“Beg pardon, sir,” said the coffee-set salesman, “did you make a choice?”

“Oh, shoot along the Queen Anne,” I said; and with the word “queen” something caught me.

“What name, sir?” said the salesman.

“Cleopatra,” I said, for I had it; and I got under way without worry over the impression I was leaving behind me. For now I had placed Miss Wellington of Denver, and I knew why I was familiar with her voice, with her hands, with her figure, and also why her face was a surprise to me. For she was Cleopatra, my ci-devant partner of the dances at the Flamingo Feather where I was ostensibly “Beets”, the safe blower in a hired Erasmus get-up, and she was mate to a lightly built Magellanic gent, who sopped up rather too much that evening and yet had proved nimble as any on the getaway.

I was absolutely sure of her; but she didn’t suspect me. I had been all swaddled in robes and cowls that night, you remember. Of course she’d heard my voice then, but she couldn’t have recognized it from anything I’d muttered at Caldon’s. I’m one of those mute buyers. So here I was, trailing her down Michigan Boulevard and wondering what in salvation to do.

From a Puritanical point of view, I had one plain duty; for I couldn’t feel the slightest doubt that Cleopatra there a few steps in front of me—present alias Miss Wellington of Denver—had never obtained that dangerous twenty in change. If she had just participated in any financial transaction at Field’s, I felt that Marshall III might just as well mark himself down twenty dollars or forty (or some higher multiple of twenty) on the total loss page of the day’s doings. Unquestionably I should, by all rules of citizenship, hand her over to the traffic officer at the approaching corner and ask him to blow his whistle to call the wagon.
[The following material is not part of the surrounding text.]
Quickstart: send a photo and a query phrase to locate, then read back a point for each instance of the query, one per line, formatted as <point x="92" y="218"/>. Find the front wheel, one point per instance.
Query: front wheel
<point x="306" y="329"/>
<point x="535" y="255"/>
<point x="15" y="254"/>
On the other hand, my acquaintance with Cleopatra which now put me in position to suspect her (of course suspect doesn’t half say it) had been gained under circumstances which any one would call privileged. The whole fact of my presence at that dance was under a sort of sporting condition; and I couldn’t forget how this girl, herself, had held on to my wrist, warning me and keeping me out of trouble.

I actually owed something to her; but that wasn’t what I was thinking of, as I followed her. I was watching what a wallop she was as she went down the boulevard; much the neatest one in sight. She was rather small, I’ve said; and trim; wonderfully turned, she was, and dressed in plain, tailored things which always look the best, I think. I almost collided with a couple of my friends—girls—from up the Drive and around on Astor. We nearly crashed because they were looking, too. Everybody was gazing, at least a bit, at Miss Wellington; yet she wasn’t endeavoring at all to attract attention. Quite the opposite. She simply couldn’t help it.

She had me heeling her, therefore, without the least actual idea of handing her over to any one; but also without any intention of letting her go. For here I’d found her, after all that world of Jerry’s and of the Flamingo Feather had vanished into air.